I’m not advocating taking medical advice from a dude at work. But I couldn’t get it out of my head, partly on account of racing, obsessive thoughts being a new side effect of one or three of the pills I was taking. So I called Amy, my old bartender friend, and asked her to meet me for a drink.
Amy was already out for a drink with a couple bartenders I vaguely knew. I met them at Badlands because we could get a free drink. The guys wanted to go to a different bar, they just had to make a quick stop, and that’s how I accidentally went to a meth deal.
I always did feel cool hanging out with bartenders—the nods from bouncers, the free drinks, the occasional wave from someone you only know as “vodka soda, doesn’t tip after the first round.” I was glad there were four of us or I’d have ended up walking a step behind, which is decidedly uncool. We wound up at an English basement off Logan Circle. The bartender, who we’ll just refer to as Mike because he was one of the bartenders, who were mostly named Mike and if they weren’t, they got used to it—anyway, Mike had called ahead but still had to beat on the door for a good five minutes before it was answered by a tweaker whose bones looked ready to break through his skin. He stared at the four of us, looked up and down the street, and said, “Did you bring the batteries?”
Batteries? I looked at Amy, who just shrugged like, Meth dealers, am I right?
The tweaker flung open the door, and there, all across his living room floor, were cop-style flashlights in various states of disassembly. The tweaker was rattling off his findings on lumen variations between lenses and bulbs. He was close to figuring it all out. What he was figuring out, you’d have to ask him. I walked out and waited on the steps.
When the bartenders came out and said they had to run to a store to buy batteries, I decided to wait in Logan Circle.
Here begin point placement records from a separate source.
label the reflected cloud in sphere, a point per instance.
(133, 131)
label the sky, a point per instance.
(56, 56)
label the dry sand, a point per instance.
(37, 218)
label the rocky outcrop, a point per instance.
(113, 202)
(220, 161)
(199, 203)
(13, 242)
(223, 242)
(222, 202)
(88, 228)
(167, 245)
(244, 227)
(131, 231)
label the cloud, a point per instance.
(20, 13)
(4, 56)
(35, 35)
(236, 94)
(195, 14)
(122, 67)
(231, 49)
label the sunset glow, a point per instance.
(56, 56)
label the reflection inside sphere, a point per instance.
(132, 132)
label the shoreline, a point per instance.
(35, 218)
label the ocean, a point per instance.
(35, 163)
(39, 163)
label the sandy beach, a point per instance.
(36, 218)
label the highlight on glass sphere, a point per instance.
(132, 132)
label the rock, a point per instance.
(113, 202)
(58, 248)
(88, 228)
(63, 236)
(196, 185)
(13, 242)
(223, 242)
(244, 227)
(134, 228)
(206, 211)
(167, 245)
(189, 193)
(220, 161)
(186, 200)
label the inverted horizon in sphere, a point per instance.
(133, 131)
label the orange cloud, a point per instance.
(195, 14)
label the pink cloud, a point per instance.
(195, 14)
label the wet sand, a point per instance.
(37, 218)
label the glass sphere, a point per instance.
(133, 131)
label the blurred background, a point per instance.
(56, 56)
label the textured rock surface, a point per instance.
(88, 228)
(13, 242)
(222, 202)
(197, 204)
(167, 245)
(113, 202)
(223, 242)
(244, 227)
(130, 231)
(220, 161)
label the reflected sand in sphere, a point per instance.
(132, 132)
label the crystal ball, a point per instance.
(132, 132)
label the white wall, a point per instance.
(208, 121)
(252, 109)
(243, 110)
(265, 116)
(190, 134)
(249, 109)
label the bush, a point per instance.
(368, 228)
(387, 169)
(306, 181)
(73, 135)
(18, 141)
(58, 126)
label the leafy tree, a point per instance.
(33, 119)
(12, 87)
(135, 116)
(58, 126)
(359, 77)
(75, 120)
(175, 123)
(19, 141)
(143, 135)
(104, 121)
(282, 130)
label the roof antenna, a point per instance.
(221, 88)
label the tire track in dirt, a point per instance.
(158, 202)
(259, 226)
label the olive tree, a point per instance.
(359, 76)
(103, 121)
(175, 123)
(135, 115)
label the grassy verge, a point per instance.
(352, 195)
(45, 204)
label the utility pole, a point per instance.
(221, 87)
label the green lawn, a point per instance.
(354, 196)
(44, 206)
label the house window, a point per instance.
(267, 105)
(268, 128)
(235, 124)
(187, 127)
The sex workers in the circle, who were smoking my cigarettes, thought this was the funniest, whitest thing they’d ever heard. They told me, “Crack dealers will kill you. Sure. But at least they don’t send you on errands.”
I tuned them out. I was trying to think and trying not to think all at once. Trying to think about anything else, but I couldn’t. I’d just seen myself in the mirror. And it scared the shit out of me. I was down to about 160 pounds. I’d been picking the same scab on my arm for months, convinced it would never heal, which it wouldn’t because I couldn’t fucking stop picking at it. And while I wasn’t taking apart flashlights, I’d been just as manic about everything from researching cameras I’d never buy, to googling names of everyone who’d ever wronged me. I was as glassy-eyed as a meth head, but my drugs weren’t even any fun.
When we were finally alone and I was driving Amy back to her apartment, I asked her if she thought I was acting strange. She’d known me about as long as anyone in D.C., and I figured she’d tell me the truth. She waited a minute and I knew the answer. But it was worse. She said, “I almost didn’t answer when you called.” It was all I could do to keep the car between the lines.